Sally Hepworth has been compared to the likes of Liane Moriarty, and it's great to see Australian women making a hit with their novels. I really enjoyed The Family Next Door so it'll be interesting to see what domestic drama she's concocted in The Mother-in-Law.  I'm all for a moving contemporary, and The Truths and Triumphs of Grace Atherton, centred around a woman who owns a violin shop and faces changes in her relationships while learning some hard truths, seems sure to deliver a compelling read. Can a real relationship develop through text messages? In Emergency Contact, that's the question, and I'm keen to see how it plays out since this book has already created some hype in the YA blogging sphere. I've mentioned it before, and I'll say it again - The Dreamers is a top pick of mine this year!
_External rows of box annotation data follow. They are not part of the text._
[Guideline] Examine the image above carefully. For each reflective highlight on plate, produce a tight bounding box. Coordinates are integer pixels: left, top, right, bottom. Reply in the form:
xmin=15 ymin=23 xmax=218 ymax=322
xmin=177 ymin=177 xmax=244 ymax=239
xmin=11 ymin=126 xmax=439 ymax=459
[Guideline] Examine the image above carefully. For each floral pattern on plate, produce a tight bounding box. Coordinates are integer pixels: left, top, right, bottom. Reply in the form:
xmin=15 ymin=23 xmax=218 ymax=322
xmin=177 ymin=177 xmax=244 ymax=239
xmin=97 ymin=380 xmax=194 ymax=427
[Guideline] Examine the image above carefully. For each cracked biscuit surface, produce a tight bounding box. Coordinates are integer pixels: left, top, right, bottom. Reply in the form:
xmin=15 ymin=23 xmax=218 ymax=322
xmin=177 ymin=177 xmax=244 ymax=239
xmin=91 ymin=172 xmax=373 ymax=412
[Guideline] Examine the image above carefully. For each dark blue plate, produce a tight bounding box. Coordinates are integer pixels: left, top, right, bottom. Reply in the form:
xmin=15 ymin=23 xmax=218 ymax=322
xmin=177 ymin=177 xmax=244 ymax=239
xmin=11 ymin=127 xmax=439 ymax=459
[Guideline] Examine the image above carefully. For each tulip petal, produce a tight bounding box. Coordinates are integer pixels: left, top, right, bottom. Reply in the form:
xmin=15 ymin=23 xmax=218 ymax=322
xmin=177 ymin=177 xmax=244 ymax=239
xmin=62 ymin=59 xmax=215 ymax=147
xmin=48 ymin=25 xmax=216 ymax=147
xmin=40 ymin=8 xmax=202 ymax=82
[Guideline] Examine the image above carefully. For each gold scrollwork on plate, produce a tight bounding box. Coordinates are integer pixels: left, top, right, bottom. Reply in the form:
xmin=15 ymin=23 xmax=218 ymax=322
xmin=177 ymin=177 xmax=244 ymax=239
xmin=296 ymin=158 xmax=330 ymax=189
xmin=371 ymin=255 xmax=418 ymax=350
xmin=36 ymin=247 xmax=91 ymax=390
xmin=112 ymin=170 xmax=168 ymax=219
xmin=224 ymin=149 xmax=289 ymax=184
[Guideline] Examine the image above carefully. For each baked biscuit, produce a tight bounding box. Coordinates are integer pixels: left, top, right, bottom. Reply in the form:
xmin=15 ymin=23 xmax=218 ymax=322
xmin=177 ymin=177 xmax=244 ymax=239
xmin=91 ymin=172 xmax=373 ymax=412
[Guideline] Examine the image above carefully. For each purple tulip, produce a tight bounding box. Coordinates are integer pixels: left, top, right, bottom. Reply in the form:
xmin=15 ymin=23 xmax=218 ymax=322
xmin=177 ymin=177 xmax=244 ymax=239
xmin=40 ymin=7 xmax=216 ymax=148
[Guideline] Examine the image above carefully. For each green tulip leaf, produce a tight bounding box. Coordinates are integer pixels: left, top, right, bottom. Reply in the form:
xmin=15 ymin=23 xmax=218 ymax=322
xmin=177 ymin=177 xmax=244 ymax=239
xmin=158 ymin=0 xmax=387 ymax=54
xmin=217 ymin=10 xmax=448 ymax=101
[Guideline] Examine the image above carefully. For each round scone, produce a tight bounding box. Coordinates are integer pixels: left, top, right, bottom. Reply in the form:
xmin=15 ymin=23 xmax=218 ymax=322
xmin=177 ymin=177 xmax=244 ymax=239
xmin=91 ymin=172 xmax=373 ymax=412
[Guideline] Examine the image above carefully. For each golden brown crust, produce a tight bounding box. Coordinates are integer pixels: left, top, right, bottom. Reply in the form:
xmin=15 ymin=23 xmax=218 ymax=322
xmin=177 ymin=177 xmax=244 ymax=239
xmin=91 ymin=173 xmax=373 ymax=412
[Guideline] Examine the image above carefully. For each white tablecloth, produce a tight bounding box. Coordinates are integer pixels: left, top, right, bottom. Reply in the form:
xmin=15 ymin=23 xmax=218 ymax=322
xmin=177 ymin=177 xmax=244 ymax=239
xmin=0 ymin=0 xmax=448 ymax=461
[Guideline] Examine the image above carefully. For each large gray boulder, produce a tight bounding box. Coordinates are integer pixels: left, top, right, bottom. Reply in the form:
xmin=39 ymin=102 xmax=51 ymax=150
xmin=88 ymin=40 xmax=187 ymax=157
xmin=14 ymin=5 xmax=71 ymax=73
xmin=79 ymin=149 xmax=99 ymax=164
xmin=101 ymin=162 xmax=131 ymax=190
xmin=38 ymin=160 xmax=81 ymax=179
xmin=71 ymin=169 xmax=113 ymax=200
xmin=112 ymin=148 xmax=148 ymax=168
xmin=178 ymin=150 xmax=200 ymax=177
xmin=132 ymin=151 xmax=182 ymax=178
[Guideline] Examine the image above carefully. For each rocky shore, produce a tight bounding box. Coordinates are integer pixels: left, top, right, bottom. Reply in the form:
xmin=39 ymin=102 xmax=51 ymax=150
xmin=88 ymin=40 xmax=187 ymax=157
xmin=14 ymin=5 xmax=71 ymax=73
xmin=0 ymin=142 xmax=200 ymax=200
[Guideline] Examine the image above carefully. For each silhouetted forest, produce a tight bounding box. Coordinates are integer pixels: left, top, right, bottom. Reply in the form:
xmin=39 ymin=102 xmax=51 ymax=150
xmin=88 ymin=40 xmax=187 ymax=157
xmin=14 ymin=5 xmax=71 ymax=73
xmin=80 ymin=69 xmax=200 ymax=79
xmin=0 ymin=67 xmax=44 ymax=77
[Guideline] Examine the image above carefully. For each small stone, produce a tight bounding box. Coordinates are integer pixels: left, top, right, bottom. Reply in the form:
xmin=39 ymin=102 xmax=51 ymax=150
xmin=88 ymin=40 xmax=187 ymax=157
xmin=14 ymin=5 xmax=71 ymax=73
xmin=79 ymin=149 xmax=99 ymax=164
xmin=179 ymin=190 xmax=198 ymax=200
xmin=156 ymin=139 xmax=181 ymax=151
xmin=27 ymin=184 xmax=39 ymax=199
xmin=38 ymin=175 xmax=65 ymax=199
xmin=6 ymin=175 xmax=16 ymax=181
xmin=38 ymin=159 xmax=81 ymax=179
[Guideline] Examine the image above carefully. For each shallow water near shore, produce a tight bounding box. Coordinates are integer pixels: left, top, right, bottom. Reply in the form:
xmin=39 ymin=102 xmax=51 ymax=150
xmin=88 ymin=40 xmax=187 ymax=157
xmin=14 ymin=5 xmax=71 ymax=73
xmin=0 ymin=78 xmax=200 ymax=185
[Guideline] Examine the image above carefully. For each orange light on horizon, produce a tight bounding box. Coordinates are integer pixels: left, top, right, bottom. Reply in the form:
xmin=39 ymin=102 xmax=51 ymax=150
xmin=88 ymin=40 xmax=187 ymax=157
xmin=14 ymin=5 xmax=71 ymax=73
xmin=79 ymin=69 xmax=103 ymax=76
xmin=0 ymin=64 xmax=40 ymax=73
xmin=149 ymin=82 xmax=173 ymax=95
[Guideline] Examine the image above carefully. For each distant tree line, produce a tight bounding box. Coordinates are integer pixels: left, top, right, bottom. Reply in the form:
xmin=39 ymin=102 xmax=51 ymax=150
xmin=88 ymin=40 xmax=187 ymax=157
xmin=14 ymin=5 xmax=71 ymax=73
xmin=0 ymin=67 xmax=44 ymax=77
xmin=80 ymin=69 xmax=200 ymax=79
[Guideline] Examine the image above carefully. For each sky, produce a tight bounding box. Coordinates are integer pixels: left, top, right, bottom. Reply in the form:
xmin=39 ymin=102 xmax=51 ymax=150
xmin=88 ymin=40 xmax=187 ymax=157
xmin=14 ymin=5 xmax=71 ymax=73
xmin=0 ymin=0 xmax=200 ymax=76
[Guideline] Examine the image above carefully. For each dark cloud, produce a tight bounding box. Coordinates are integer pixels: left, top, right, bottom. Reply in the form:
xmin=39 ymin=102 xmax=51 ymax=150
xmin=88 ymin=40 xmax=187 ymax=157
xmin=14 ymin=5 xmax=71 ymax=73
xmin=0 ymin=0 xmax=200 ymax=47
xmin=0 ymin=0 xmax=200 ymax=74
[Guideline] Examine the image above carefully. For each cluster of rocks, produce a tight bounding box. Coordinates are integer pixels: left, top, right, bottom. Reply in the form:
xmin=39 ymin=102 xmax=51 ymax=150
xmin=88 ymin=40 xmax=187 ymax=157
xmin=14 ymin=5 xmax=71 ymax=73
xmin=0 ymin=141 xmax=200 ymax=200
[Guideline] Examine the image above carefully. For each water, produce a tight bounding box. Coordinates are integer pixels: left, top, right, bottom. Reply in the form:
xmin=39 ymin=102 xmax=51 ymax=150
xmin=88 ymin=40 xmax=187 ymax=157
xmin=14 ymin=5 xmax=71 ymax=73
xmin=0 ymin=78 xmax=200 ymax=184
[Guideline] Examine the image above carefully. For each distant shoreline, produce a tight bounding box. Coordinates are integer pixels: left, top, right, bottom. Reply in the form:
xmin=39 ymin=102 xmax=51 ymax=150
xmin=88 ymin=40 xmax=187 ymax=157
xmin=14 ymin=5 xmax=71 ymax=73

Karen Thompson Walker's writing style captivated me in The Age of Miracles, so I'm ready to see how this latest release compares - it's already been placed in the same category as Station Eleven, Never Let Me Go, and I'd even say some of Cat Patrick's works too. 


Heart of the Grass Tree by debut Australian author Molly Murn is a historical novel about mothers, daughters and the bonds between people and the land they've grown up on. A YA historical novel set at the cusp on the French Revolution, Gita Trelease's first novel Enchantée sounds like a vibrant exploration of Paris at the time.


Lauren James was a success thanks to her 'The Next Together' duology, and The Quiet at the end of the World promises another love story with a sci-fi twist. It's amazing to see more upcoming #LoveOzYA novels hitting the shelves this year, and as a fan of short story collections I'm so excited to read Underdog! Dig by A.S. King, whose books have been described as involving 'imitable surrealism and insight into teenage experience', seems to offer a somewhat twisted yet intriguing family saga about generational divides and the ideas which define them. 


I was fortunate enough to receive an advance reader copy of The Van Apfel Girls are Gone from the 2018 HarperCollins Christmas Roadshow event, and the 'part mystery, part coming-of-age' elements give this book the potential to be super addictive. The cover of The Psychology of Time Travel originally drew me in, but it's the premise of stretching reality and altering it beyond recognition which makes it something I'll definitely have to pick up. Katie Lowe is coming out with The Furiesexploring the deep unsettling undertones of life at an elite girls' school, and has an unexplained death as the backdrop to a thriller reminiscent of Girls on Fire. Suzanne Young, author of The Program series, is returning once again to the YA scene - Girls With Sharp Sticks has been compared to 'The Stepford Wives' for teens with a hint of 'The Handmaid's Tale' - a combination like that makes it hard to miss! 


I actually haven't read anything by Cecelia Ahern before, but a witty short story collection is always a good place to start so Roar has made this list! After loving the heartwarming and quirky novel that is Happiness for Humans last year, I was interested to find a book with a similar take on whether a piece of equipment can predict what's best for us - The Happiness Machine. A suspenseful read complete with obsession, twists and lies, The Cliff House will hopefully deliver on an atmospheric page-turner. Not to be out-done, Aussie author Wendy James is back with another thriller in The Accusation, right off the back of her acclaim with The Golden Child


The rich-girl-clique trope could be given new life in Bunny, a searing novel about social acceptance within the ranks of an elite university. A change of pace, Confession with Blue Horses offers a glimpse into the end of Communism in East Berlin, complete with hidden family secrets waiting to be uncovered. Finally, an endearing meet-cute story never gets old, and Our Stop looks to be the perfect mix of funny, cute and romantic. 

Over to you - what books are you most looking forward to in 2019?